To non-linguists, translation seems a rather simple task, merely expressing the meaning of words in one language in another language. A solid knowledge of grammar and a comprehensive dictionary should suffice in faithfully rendering the content into a second language. However, in practice, the term “translation” encompasses a wide variety of text types, from the most technical to the most creative, and purposes, and from literal rendering to cultural equivalency. The significance is that the art of faithful translation involves a variety of approaches. For individual translators, these characteristics may define which projects they should accept.

The use of the term faithful as it applies to translation naturally poses the question “to what”. In some rare cases, the translator must rigidly reflect the form and content in the source language into the target language, mistakes and all. For example, a translation of a court deposition must show the level of language and evasiveness of the source text as these elements may have legal significance. For documents submitted to a foreign court, the translated text must be written in line with the accepted writing norms of the foreign court while fully reflecting the content of the original document, no more and no less. Medical documents, due to their potentially significant role in any lawsuit, must strictly reflect the content of the original but yet must be understandable to a reader of the target language. Marketing documents, including travel-related documents, must speak to their target audience, i.e., flow well in the second language, at the expense of the form of the original text while referring to the same factual elements. Finally, literary translation involves the art of expressing the uniqueness of a writer’s style and message into a second language, which may sometimes involve radical changes of the syntax and even details.

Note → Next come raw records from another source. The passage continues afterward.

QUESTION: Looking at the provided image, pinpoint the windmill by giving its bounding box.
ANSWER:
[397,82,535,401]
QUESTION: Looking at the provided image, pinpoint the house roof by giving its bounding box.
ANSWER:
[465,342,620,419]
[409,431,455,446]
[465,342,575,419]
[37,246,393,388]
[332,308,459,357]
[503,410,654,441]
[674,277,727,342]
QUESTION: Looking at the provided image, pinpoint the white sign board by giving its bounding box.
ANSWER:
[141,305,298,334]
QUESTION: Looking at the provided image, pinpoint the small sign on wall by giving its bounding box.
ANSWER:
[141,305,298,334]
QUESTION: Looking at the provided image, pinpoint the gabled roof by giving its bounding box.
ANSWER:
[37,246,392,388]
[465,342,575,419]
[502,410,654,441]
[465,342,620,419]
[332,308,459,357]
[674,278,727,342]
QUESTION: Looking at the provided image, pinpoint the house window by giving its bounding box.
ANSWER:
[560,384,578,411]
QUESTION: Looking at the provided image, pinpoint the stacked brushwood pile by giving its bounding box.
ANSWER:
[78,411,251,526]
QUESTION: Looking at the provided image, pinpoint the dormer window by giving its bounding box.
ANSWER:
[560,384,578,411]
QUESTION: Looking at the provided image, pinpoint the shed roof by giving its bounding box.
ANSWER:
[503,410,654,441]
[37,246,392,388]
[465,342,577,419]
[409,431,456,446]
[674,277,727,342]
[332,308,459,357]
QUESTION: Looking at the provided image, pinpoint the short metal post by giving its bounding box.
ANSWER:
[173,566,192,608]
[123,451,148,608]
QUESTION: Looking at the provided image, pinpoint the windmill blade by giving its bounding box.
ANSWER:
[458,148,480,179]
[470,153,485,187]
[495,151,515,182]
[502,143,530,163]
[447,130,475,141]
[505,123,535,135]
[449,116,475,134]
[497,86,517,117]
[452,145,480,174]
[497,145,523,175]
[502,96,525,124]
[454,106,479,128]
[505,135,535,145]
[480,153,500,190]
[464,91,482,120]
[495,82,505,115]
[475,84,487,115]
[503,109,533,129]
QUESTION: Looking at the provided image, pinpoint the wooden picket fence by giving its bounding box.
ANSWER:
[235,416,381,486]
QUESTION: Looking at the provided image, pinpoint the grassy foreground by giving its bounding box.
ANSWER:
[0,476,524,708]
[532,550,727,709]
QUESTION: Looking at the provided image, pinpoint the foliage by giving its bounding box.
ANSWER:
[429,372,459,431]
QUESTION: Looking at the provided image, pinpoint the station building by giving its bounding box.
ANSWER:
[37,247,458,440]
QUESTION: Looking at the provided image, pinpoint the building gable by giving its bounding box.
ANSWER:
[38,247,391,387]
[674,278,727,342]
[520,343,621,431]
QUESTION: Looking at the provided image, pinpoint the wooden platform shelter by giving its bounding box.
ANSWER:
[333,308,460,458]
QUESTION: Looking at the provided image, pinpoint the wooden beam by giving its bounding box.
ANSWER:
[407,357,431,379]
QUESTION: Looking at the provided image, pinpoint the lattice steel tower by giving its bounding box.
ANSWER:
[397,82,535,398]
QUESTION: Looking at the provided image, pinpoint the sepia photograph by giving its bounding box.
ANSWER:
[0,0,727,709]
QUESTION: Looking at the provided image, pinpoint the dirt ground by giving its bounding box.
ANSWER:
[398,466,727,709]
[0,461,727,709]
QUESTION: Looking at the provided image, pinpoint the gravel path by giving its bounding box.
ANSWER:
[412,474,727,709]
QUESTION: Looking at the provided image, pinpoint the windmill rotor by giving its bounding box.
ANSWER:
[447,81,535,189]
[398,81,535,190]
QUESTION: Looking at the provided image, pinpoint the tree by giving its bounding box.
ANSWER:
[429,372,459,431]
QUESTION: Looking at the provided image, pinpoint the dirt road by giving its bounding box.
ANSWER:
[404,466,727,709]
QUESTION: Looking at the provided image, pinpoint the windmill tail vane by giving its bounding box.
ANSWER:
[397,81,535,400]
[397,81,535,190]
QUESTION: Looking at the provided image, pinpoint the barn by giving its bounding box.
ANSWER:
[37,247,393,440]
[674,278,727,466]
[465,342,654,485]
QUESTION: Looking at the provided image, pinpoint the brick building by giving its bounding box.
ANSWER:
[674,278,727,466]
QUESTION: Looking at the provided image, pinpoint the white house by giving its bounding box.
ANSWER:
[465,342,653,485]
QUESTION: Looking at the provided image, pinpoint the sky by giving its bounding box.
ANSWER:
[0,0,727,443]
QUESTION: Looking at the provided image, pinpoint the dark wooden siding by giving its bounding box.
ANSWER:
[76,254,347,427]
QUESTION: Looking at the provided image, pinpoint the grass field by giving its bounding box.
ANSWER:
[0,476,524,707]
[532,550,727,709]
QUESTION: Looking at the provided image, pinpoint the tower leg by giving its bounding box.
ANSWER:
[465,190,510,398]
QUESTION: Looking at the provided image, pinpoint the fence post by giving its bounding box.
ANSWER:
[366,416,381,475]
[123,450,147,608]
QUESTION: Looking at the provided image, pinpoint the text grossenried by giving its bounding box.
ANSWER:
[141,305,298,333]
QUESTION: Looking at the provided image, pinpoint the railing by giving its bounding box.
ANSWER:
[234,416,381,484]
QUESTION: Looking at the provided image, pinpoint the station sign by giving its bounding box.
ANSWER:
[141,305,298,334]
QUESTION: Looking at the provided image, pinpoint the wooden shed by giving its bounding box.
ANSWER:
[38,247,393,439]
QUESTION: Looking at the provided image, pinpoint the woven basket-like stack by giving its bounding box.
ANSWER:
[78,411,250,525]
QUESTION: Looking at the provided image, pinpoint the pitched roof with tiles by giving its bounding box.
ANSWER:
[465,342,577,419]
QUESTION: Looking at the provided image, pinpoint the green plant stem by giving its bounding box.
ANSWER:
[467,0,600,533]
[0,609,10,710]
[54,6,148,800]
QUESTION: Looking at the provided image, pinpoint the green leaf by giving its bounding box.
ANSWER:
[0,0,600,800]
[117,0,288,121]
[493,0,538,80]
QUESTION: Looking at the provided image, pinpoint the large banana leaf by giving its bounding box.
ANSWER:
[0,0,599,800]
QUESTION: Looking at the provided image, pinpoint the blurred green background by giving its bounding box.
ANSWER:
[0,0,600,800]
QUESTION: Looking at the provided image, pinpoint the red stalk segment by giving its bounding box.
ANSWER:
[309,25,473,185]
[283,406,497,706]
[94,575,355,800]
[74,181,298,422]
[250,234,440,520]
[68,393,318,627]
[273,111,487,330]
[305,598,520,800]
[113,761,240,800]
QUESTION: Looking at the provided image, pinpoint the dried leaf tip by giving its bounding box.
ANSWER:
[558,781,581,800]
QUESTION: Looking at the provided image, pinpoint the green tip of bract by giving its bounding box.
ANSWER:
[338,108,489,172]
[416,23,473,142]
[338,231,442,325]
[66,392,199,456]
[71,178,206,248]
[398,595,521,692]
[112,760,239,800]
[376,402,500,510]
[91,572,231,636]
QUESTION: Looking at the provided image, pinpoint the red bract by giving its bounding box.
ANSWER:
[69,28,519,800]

For example, Umberto Ecco wrote in one of his essays that one scene whose core element was swearing in a holy city took on many different forms in its translations into various European languages in terms of city and actual curse in order to communicate the extremity of the act. Thus, the translators’ obligation to be faithful is far from straightforward.

As a result, translators approach each type of text differently. On the most basic level, a word-by-word translation with little consideration of syntax, as typical of some machine translations, involves little translator input but not a small amount of resoluteness as the resulting text sounds awful . However, when translators must render the content of the original text into the form of the target language, they must apply their knowledge of these forms to produce a natural-sounding document. When the genre lacks any prescribed form, the translator’s linguistic skills come to the fore as it is necessary to produce a seamless text, one that does not sound like a translation. Finally, in a literary translation, the linguist must reproduce all the nuances of the writer’s style, often when there is no direct equivalent in the target language. This translation tests not only the ability of the translator to identify the overt and hidden elements of the original but the creativity to find their equivalents in the second language. In each case, the translator calls on a different toolkit of skills.

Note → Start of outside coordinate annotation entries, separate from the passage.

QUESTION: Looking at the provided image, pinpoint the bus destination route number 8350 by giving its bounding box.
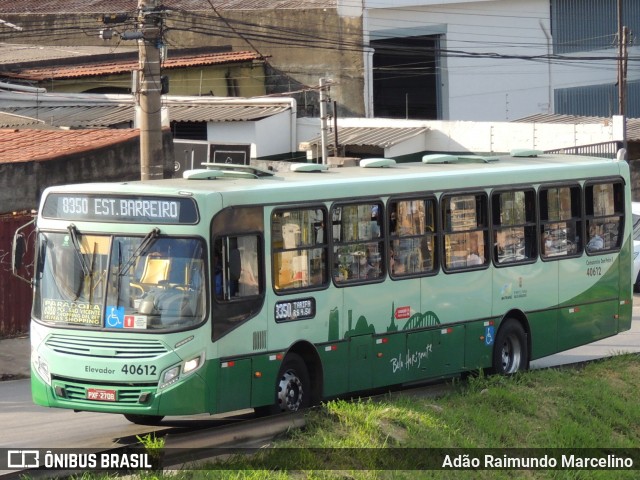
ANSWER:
[14,152,632,424]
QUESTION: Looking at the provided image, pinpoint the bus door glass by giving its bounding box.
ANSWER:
[211,207,265,340]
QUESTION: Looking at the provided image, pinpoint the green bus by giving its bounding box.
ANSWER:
[14,151,633,424]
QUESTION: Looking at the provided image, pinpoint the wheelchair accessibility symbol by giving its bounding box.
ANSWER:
[105,307,124,328]
[484,325,495,345]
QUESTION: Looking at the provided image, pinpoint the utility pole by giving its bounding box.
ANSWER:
[136,0,164,180]
[617,0,628,155]
[320,78,330,165]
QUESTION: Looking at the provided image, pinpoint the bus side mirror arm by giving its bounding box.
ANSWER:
[11,218,36,285]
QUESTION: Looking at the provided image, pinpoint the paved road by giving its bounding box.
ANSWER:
[531,302,640,368]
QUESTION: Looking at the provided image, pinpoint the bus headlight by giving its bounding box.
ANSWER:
[31,350,51,386]
[159,365,180,388]
[158,353,204,388]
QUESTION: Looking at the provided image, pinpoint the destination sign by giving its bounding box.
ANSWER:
[42,193,198,224]
[275,298,316,322]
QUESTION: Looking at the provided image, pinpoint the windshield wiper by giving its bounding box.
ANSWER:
[118,227,160,277]
[67,223,90,277]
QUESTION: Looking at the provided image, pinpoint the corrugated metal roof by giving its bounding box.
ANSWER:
[0,103,291,128]
[0,0,337,14]
[307,126,429,148]
[514,113,640,142]
[2,51,262,81]
[0,43,138,65]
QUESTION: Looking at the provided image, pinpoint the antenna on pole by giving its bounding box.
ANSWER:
[136,0,164,180]
[617,0,629,159]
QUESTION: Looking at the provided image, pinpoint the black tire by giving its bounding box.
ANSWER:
[124,414,164,425]
[491,318,529,375]
[255,353,311,416]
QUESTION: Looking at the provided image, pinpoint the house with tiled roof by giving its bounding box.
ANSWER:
[0,129,173,214]
[0,43,265,97]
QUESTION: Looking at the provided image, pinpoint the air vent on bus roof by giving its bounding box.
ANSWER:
[511,148,544,157]
[182,168,224,180]
[422,153,499,163]
[360,158,396,168]
[201,162,275,177]
[289,163,329,172]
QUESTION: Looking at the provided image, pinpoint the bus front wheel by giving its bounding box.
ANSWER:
[492,318,529,375]
[124,414,164,425]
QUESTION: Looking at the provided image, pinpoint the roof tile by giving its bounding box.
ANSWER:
[2,51,262,81]
[0,129,140,164]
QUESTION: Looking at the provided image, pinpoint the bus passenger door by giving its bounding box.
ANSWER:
[349,335,373,392]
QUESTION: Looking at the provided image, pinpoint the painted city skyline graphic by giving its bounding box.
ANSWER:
[328,302,441,342]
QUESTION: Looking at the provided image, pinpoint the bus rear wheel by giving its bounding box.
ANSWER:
[254,353,311,417]
[276,353,311,412]
[124,414,164,425]
[492,318,529,375]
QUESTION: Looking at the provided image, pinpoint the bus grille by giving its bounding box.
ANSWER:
[45,334,167,358]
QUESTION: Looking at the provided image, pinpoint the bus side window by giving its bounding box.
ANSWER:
[584,182,624,254]
[271,206,328,292]
[389,199,437,277]
[539,185,583,259]
[331,202,384,285]
[492,189,538,264]
[442,194,489,270]
[213,235,263,300]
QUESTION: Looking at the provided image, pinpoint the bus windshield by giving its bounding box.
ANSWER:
[33,232,205,331]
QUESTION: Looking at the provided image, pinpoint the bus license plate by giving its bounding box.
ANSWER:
[87,388,116,402]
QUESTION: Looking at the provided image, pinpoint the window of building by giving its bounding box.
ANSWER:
[492,189,538,265]
[388,199,437,277]
[442,193,489,270]
[539,186,582,259]
[331,202,385,285]
[584,182,624,254]
[271,207,328,292]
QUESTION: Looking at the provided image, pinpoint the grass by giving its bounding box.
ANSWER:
[56,354,640,480]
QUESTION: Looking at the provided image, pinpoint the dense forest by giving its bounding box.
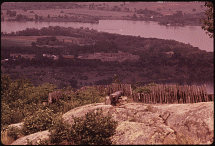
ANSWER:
[1,26,214,87]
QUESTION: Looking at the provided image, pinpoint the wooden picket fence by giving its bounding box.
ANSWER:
[132,84,214,104]
[48,83,214,104]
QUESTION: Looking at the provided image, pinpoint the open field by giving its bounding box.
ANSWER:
[1,36,79,46]
[1,36,34,46]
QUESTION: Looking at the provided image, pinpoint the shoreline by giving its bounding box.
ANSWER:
[1,17,201,27]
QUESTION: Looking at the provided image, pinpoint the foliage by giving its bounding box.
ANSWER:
[1,75,55,126]
[201,2,214,38]
[74,87,103,106]
[50,109,117,145]
[7,126,21,140]
[22,109,54,135]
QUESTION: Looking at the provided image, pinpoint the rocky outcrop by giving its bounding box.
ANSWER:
[12,102,214,145]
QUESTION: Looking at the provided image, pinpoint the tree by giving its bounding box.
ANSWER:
[35,14,38,20]
[200,2,214,38]
[31,42,36,47]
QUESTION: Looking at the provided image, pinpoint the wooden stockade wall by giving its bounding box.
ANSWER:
[132,84,214,104]
[48,83,214,104]
[48,83,132,103]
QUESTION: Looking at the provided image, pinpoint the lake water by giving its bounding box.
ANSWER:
[1,20,214,94]
[1,20,214,52]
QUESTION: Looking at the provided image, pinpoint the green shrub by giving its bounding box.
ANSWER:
[49,109,117,145]
[7,126,21,140]
[49,115,71,144]
[22,109,55,135]
[71,109,117,145]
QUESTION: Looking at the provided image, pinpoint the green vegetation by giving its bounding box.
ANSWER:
[50,109,117,145]
[22,109,54,135]
[1,75,104,129]
[1,26,214,88]
[1,2,205,25]
[202,2,214,38]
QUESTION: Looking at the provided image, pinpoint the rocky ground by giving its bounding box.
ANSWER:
[12,102,214,145]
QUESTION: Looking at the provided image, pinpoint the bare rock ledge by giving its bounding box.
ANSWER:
[12,102,214,145]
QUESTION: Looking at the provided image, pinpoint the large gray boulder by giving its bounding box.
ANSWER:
[12,102,214,145]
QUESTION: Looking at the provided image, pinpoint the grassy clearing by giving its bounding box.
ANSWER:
[1,36,79,46]
[1,36,38,46]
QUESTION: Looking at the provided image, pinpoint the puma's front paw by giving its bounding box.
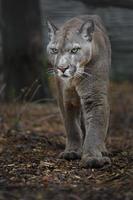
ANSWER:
[81,155,111,168]
[59,150,81,160]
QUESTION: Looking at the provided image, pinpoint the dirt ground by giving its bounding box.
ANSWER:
[0,83,133,200]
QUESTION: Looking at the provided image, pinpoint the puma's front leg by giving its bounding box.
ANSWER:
[60,103,82,160]
[82,95,110,168]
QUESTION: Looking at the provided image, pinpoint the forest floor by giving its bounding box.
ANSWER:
[0,83,133,200]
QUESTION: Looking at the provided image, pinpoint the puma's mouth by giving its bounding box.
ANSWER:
[61,74,69,78]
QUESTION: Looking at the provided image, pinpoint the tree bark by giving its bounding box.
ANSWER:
[2,0,49,99]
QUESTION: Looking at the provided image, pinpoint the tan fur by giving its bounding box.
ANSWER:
[48,15,111,167]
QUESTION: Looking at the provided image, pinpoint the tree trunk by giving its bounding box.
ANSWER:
[2,0,49,99]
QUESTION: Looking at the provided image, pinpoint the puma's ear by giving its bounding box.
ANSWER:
[47,20,58,40]
[79,20,94,41]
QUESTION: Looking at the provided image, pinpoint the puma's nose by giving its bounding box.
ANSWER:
[57,66,69,73]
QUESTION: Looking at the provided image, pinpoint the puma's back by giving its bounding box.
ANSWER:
[47,15,111,167]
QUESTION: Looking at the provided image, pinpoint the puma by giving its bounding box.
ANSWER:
[47,15,111,168]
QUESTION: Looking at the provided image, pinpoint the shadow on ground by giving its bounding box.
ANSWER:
[0,84,133,200]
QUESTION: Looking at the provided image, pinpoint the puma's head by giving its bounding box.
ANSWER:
[47,18,94,79]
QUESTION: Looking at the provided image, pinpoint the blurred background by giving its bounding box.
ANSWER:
[0,0,133,101]
[0,0,133,196]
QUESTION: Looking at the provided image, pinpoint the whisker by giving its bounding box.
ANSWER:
[77,72,92,80]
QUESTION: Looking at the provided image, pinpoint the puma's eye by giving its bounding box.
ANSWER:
[71,47,81,54]
[50,48,58,54]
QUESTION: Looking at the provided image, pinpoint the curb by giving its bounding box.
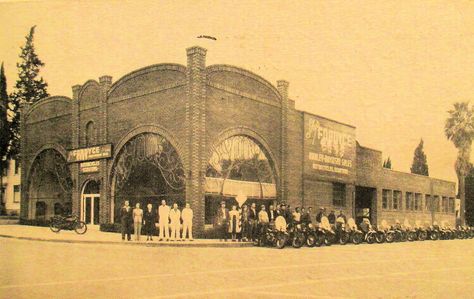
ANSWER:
[0,234,254,248]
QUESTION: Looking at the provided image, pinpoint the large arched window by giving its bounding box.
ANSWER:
[27,149,72,217]
[111,132,185,222]
[86,121,97,146]
[205,135,276,224]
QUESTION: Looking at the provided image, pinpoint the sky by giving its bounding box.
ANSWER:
[0,0,474,181]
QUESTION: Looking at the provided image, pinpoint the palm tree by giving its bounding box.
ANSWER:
[444,102,474,224]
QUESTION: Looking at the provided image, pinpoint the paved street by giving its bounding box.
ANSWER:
[0,238,474,298]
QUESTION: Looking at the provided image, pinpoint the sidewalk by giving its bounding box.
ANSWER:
[0,225,253,248]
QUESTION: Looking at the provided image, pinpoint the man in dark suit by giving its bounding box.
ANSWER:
[216,201,230,242]
[268,205,278,223]
[120,200,133,241]
[249,203,258,241]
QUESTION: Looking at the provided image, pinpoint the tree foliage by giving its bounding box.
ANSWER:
[0,63,10,162]
[410,139,429,176]
[383,157,392,169]
[444,102,474,222]
[8,26,49,158]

Consequently, the ability to effectively translate all or many document styles is far from obvious. Personal tendencies, training and practice hone certain skills while bypassing others. Some translators are perfectly at ease handling the most technical texts due to their knowledge of the content and form but may produce the most unremarkable marketing text imaginable. By contrast, a translator with the ability and experience to successfully render the effect produced by one language into another language when given full rein may fail when required to follow strict rules of syntax and vocabulary, a result of that same creativity. Experienced professional translators know when the document involves a genre too far.

Thus, translation goes far beyond the formal knowledge of grammar and vocabulary and involves a comprehensive understanding of how to translate specific types of documents. Each genre has its approaches and challenges. Yet, the basic goal remains the same, i.e., to produce a faithful rendition of the original document into another document, however that fidelity is expressed.